---
name: fetch-web-intel
description: Use when Codex must fetch web pages, scrape selectors, or crawl sitemaps through the remote Fetch/Web MCP server catalog entry.
---

# Fetch Web Intel

## Purpose
Plan and execute web data collection tasks via the hosted Fetch MCP server registered in `servers/fetch`. Ideal for capturing article summaries, metadata, or targeted DOM fragments.

## Setup Checklist
1. Verify `FETCH_MCP_ENDPOINT` / `FETCH_MCP_API_KEY` exist and the endpoint is listed in `mcp.json`.
2. Confirm the remote server’s allow list includes the target domains; update the provider portal if not.
3. Decide on user agent overrides when sites block generic bots.

## Workflow
1. **Scope** – list URLs plus extraction goals (full page HTML, CSS selector, sitemap traversal).
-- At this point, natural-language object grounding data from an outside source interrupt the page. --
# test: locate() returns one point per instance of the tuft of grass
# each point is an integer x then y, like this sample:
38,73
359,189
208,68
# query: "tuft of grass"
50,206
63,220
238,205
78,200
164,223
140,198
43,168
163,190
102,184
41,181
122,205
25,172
Batch by domain to leverage connection reuse.
2. **Execute** – call the MCP `fetch`, `scrape`, or `search` tools. Supply timeout hints for heavier pages.
3. **Normalize** – clean the payload (strip scripts, collapse whitespace) before storing or handing to other skills.
4. **Log** – capture HTTP status and rate-limit headers so we can backoff or retry intelligently.

## Notes
- Respect robots: if the server returns `blockedByRobots`, inform the user instead of retrying.
- Cap parallel requests to 3 per domain to avoid provider throttling.
- Store extracted outputs under `docs/intel/` through the filesystem skill if they need persistence beyond the current run.